Could you ever support such a candidate?
Yes. You did. In 1976, 1980 and 1984. Because the candidate described in each of the above quotes is not the much-maligned current media punching bag Sarah Palin. It's Ronald Wilson Reagan.
Reagan was seen as a rube, a throwback to a nostalgically nonexistent past, an empty vessel spouting radical propaganda. He was stupid, incompetent, dangerous. Katie Couric would have torn him apart on primetime television. "Saturday Night Live" would have had a field day.
And he won. He won big.
He almost wrested the Republican nomination from a sitting president in 1976. He won the White House in 1980 in a landslide that makes the recent Obama-McCain matchup look like Nixon/JFK 1960. He won it again in 1984 while turning Walter Mondale into Judge Doom at the end of "Who Framed Roger Rabbit."
Here's the problem for the liberal media establishment and their erstwhile allies in the Rockefeller wing of the GOP: their hatred and scorn does not ensure their victory. Every Republican who does not have any Ivy League degree, who draws significant crowds, who does not pay homage to government spending and social libertinism, is derided as a boob and a fool. "Ridicule," said Saul Alinsky, "is man's most potent weapon."
Only sometimes, ridicule does not work.
Ridicule does not work when the times are too serious to merit the quick and easy dismissal of a promising candidate.

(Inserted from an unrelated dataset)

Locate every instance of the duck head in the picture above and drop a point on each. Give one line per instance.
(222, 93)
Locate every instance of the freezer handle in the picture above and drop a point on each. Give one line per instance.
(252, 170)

It does not work when a candidate is simply too likeable to be pilloried as a budding mass murderer (the Democrats achieved that image with Goldwater, but they failed with Reagan). It does not work when a candidate is seen not just as an ideological warrior, but also as a truly human hero by millions across the country.
Is Sarah Palin another Ronald Reagan? It's far too early to say. It's easy to write her off now, but if the economy continues to dive due to the Democrats' inflation of the currency and earth-shattering spending, Americans will be less apt to worry about Sarah Palin's moose hunting. If the war in Afghanistan continues to be a quagmire, and if President Obama embraces a Vietnam-style "graduated escalation" rather than a sudden troop surge, Americans will not be interested in Levi Johnston. If President Obama remains a failure in four years, Sarah Palin will look like a welcome alternative -- and her common sense speaking style and plain-spoken outsider status will contrast favorably with the corrupt dealing and Adlai Stevenson-esque rhetorical cloudbursts President Obama so adores.
After Reagan's presidency, reporter and ardent Reagan foe Sam Donaldson of ABC explained his appeal. "We thought he was a lightweight, and maybe he didn't know everything, but he was a tenacious fellow who knew what he wanted." In the end, the American people knew what Reagan wanted, and they embraced him for it. And all the ridicule in the world didn't matter.